The grimy buildings and lonely forest areas of seasons past are left behind for the quiet but dark isolation of Ennis, Alaska. A group of scientists in a research facility disappear suddenly, no trace of them other than a severed tongue that might or might not belong to one of them. Detectives Liz Danvers (Jodie Foster) and Evangeline Navarro (Kali Reis), both sharing a fractured past with enough animosity to go around between them, take the case just as the sun disappears and night becomes a continuous two-month affair. Early one it’s established that the case might be connected to the death of an Iñupiat woman called Anne Kowtok, whose unresolved murder hints at tensions between the town and the mining operation running through it.

And then come the strange spiral tattoos that could be linked to the murders from season one, the one-eyed polar bears, and the dead men stuck in the ice. This last one gives audiences the word of the season: corpsicle. It’s a nightmare pulled straight out of John Carpenter’s The Thing, a mess of frozen naked bodies held together by ice.

Two episodes in, the True Detective flavor is apparent, especially when it comes to its tortured detectives. Jodie Foster storms out of the gate as a tired and battle-hardened investigator that’s a nightmare to work with despite there not being someone as capable as her anywhere near the town the Ennis. Kali Reis comes in as a challenge to that claim, portraying Navarro as a detective that’s not yet reached the level of cynicism that afflicts Foster. She represents the tiny bit of hope that exists of justice making an appearance, if not fully.

Where López adds her unique spin on the True Detective formula is in its more magical realist elements. The series has always made space for the weird, coated it with a kind of darkness that strips humanity of its moral vestments to get at the brutal ugliness at its core. People left unchecked aren’t just naturally inclined to do bad. They become actual monsters, driven by selfishness and a need for forbidden pleasures. López infuses this with magical realism, giving the supernatural reasonable space to influence the proceedings.

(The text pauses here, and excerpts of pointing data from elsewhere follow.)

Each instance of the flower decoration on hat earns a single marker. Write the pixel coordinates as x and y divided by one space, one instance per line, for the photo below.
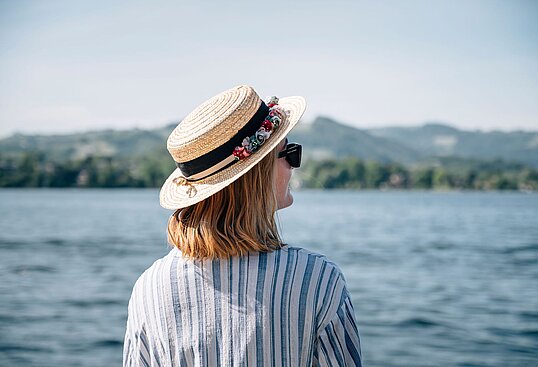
250 144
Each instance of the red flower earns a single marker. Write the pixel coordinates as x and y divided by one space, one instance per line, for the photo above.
267 125
240 152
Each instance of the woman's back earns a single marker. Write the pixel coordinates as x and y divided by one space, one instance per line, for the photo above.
288 307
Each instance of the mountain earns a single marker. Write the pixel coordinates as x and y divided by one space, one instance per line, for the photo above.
323 138
103 143
326 138
434 139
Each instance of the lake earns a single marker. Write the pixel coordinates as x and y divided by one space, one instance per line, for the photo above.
437 278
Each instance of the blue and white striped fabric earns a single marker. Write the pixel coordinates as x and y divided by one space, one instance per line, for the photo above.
289 307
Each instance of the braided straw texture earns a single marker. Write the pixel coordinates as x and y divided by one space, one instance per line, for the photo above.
213 123
180 195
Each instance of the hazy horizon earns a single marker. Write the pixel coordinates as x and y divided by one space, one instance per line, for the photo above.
71 67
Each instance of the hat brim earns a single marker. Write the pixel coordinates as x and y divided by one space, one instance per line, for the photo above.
177 196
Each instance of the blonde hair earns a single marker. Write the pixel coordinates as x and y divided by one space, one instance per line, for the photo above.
232 222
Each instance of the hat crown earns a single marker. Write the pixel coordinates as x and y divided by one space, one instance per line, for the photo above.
213 123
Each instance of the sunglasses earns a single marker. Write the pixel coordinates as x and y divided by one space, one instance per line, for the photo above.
292 153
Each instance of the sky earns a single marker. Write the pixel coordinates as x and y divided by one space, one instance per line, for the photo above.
71 66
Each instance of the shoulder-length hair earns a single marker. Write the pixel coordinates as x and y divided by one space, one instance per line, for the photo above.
235 221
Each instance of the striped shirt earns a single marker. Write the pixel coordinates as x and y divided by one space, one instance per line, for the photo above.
290 307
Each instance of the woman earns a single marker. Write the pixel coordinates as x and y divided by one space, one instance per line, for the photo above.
230 293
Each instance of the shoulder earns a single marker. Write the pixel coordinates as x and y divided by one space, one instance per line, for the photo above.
315 259
159 270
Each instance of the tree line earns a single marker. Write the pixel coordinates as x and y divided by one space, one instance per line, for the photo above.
33 169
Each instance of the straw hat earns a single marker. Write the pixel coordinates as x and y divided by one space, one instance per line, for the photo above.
209 145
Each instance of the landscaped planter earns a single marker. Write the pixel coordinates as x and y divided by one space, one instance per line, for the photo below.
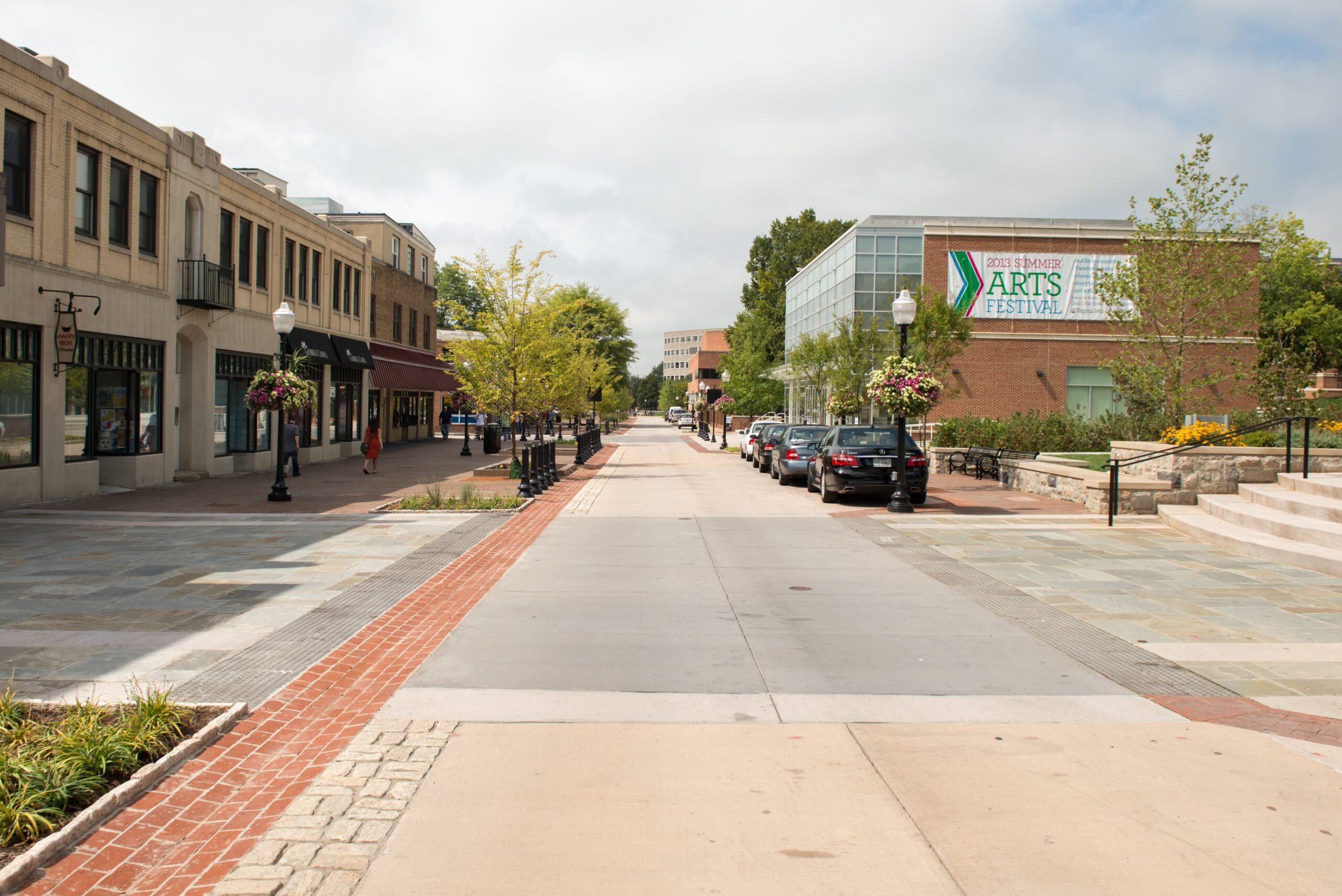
1219 470
104 809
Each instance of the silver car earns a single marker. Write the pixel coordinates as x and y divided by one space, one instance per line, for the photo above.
794 452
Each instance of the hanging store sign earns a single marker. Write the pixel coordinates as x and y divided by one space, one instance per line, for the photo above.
1027 286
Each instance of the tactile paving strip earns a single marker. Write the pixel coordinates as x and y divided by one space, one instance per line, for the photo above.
1111 656
257 671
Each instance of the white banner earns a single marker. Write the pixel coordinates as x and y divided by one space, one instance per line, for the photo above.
1027 286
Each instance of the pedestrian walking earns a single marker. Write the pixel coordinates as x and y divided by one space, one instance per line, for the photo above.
372 447
291 445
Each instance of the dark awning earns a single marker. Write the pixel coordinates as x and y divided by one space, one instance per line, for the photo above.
316 345
352 353
408 369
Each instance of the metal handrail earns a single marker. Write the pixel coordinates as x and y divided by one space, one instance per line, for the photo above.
1209 441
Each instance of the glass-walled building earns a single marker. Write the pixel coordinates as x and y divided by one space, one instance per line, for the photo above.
1041 336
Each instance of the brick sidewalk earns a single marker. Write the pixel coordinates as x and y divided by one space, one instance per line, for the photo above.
186 835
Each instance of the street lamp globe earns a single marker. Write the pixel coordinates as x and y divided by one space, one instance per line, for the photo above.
905 309
284 320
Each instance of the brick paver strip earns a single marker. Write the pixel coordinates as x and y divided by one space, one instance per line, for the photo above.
262 668
188 834
1243 713
1137 670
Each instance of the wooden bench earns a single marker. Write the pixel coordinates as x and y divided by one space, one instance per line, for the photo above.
991 466
967 460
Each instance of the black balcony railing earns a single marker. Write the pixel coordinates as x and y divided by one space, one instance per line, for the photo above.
205 285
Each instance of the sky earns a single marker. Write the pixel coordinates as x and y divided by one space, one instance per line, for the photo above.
646 144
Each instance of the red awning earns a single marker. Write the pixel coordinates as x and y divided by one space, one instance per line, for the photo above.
398 368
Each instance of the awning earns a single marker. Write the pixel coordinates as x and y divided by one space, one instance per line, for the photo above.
316 345
408 369
352 353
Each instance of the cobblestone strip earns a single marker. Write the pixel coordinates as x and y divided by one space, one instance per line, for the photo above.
1111 656
586 498
332 832
187 835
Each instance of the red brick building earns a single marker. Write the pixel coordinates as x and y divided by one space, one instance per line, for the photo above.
1041 336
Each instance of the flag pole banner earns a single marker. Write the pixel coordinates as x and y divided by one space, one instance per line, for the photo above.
1027 286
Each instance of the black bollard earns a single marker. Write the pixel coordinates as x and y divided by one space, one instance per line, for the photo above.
524 486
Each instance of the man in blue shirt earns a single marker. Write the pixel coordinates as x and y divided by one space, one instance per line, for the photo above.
291 443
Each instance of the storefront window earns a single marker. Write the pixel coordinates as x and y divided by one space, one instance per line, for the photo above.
18 397
151 438
77 414
113 404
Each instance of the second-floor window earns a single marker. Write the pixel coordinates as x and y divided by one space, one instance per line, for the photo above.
262 258
317 277
289 268
148 214
226 239
86 192
18 164
118 204
243 250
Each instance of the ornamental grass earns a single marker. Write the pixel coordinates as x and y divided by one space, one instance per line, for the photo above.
57 760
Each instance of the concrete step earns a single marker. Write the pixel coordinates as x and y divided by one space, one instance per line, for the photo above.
1239 510
1197 524
1293 502
1322 484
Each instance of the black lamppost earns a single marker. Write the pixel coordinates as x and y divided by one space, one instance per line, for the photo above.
284 321
904 310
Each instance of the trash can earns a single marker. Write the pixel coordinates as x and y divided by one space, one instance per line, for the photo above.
493 439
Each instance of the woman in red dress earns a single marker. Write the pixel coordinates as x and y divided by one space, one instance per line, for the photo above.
375 447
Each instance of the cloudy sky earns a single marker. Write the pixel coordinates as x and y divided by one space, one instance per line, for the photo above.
646 144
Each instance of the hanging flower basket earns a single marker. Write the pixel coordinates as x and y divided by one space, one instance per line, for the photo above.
281 391
904 388
843 404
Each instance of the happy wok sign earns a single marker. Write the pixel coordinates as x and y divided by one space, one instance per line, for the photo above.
1030 286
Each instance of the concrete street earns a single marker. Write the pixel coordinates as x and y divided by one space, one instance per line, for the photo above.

A dead man might show the way to a murder site in one scene while rumblings of an ancient microorganism’s existence suggest the awakening of an ancient evil in another. None of these ideas impose themselves on the plot, though. They add different avenues of interpretation for the case in question. Strange deaths become stranger, and what’s already chilling becomes unsettling. It all paves the way to a very symbolic approach to storytelling that invites audiences to think about certain sequences and revelations more intently.

Whether the magical realism aspects of the story stick or get debunked remains to be seen, but the air of mysticism it affords gives Night Country its own identity. In other words, this is Issa López’s True Detective, and it demands its own recognition.

True Detective: Night Country is different in the ways that matter. It’s perhaps the series’ strangest entry, but not to the point of alienating fans who’ve been around since the Harrelson and McConaughey days. Fans of horror will get a few satisfying references they can feel proud they caught (one belongs to The Texas Chainsaw Massacre’s classic opening sequence), and newcomers will find a case with enough frozen blood to satisfy crime fiction fans for the long haul. So embrace the weird, descend into the depths of human violence with Danvers and Navarro, and try to solve the case of the corpsicle.